Early in the Church’s history, it was remarked, “Behold how these Christians love one another.” This was not the Church of Martin Luther’s time. It had become an all-powerful, corrupt institution. The pope commanded armies. Church offices (bishops, archbishops and cardinals) were sold to the highest bidder. The laity was controlled by ignorance and fear and robbed with threats and promises.

In the centuries before Luther, other Reformers had arisen. St. Francis of Assisi preached poverty, simplicity and service in the twelfth century. John Wycliffe was a fourteenth century English Reformer. Jan Hus sought change in the fourteenth century. He was burned at the stake for his efforts.

Riding the wave of the Renaissance and Nationalism, the Holy Spirit used Martin Luther along with John Calvin and Ulrich Zwingli to reform the Church. Luther highlighted the need to reclaim the gospel of Jesus Christ—that God is a God of love and that we are all saved by grace and not by works.

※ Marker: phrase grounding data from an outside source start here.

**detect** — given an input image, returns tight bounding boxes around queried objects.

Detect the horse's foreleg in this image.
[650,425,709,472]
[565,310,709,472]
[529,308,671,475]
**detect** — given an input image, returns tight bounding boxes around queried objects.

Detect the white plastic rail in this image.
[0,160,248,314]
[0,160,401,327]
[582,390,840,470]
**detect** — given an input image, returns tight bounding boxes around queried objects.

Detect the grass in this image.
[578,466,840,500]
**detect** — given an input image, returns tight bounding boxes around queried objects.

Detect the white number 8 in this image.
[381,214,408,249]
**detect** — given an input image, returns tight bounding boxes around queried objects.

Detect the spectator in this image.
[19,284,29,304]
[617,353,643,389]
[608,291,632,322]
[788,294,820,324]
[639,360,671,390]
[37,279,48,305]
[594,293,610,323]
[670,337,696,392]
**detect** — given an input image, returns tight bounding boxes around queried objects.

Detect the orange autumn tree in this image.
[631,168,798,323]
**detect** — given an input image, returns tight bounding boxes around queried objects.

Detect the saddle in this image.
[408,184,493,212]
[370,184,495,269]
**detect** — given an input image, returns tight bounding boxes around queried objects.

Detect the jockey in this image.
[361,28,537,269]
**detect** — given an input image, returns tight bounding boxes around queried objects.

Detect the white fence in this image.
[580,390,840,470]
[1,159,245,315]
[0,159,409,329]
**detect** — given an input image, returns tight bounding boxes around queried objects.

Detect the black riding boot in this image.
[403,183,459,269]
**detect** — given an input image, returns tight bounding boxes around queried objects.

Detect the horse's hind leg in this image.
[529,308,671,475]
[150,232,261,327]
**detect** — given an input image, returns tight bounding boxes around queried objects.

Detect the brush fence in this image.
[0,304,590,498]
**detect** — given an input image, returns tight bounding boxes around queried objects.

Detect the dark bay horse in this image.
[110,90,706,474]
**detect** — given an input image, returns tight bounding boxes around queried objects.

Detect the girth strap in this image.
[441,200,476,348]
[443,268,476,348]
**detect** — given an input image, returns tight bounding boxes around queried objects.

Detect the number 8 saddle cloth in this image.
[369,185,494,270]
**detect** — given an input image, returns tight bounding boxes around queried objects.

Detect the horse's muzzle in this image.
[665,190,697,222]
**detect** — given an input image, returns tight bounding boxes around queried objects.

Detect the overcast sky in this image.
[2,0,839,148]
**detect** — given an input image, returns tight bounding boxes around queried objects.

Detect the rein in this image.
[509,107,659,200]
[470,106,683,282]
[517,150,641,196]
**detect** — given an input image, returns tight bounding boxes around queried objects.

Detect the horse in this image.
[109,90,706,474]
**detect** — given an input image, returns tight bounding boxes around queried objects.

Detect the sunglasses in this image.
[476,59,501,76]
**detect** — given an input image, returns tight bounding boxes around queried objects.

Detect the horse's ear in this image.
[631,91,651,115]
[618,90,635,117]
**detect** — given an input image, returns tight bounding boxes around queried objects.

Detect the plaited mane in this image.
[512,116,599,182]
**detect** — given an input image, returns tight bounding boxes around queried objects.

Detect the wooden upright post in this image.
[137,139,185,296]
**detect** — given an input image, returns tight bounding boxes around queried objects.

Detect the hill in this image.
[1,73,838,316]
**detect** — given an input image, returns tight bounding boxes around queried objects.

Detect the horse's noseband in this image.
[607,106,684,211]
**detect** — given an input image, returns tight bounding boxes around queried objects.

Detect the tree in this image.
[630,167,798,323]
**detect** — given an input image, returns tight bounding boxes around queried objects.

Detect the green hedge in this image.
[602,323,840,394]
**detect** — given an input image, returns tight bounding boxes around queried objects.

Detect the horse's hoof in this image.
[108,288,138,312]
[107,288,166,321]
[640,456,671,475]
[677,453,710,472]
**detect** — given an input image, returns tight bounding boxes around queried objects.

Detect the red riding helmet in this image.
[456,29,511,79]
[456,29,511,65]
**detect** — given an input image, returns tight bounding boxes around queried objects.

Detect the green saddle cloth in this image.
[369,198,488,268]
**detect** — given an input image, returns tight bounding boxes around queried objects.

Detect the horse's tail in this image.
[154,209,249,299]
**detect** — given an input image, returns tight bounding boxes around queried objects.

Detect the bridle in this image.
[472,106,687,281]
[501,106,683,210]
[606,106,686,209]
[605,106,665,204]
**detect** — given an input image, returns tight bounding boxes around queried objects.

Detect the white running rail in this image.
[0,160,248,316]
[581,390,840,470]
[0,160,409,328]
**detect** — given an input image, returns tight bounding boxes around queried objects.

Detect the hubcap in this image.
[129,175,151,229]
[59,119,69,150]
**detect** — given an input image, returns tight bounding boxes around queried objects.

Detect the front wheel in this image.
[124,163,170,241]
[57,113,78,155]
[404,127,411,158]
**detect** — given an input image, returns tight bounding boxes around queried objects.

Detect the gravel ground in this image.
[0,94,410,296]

In recent history, the Church has gone through massive changes. Emphasis is now being placed on living out one’s faith daily by sharing God’s love and grace, rather than believing a set of theological doctrines and principles. Less stress is being placed on going to heaven after a person dies, than living in God’s kingdom on this earth today.

Church practices and teachings are changing. Women are being allowed into leadership roles in several denominations. Teachings have changed on subjects such as slavery and segregation. Many denominations, congregations and individuals have recaptured the vision of caring for creation. The Church has come to the forefront of standing with minorities, seeking justice for the exploited and disenfranchised and challenging the privileged status of the one percent at the expense of the ninety-nine.

The Holy Spirit doesn’t stop, however, at institutions and organizations. The Holy Spirit moves in our lives, also. We have been reformed at our baptism—being born from above. Change is also taking place in our lives on a regular basis. As Paul writes in his second letter to the Corinthians, “And we all, who with unveiled faces contemplate the LORD's glory, are being transformed into his image with ever-increasing glory, which comes from the LORD, who is the Spirit” (2 Corinthians 3:18).

The wind of the Spirit is blowing in a different direction; she is trying to teach us new things. We are challenged not to harden our hearts and stiffen our necks while muttering that age old excuse, “We’ve never done it this way before.” A more appropriate response may be one uttered by the prophet Samuel, “Speak Lord, for your servant is listening.”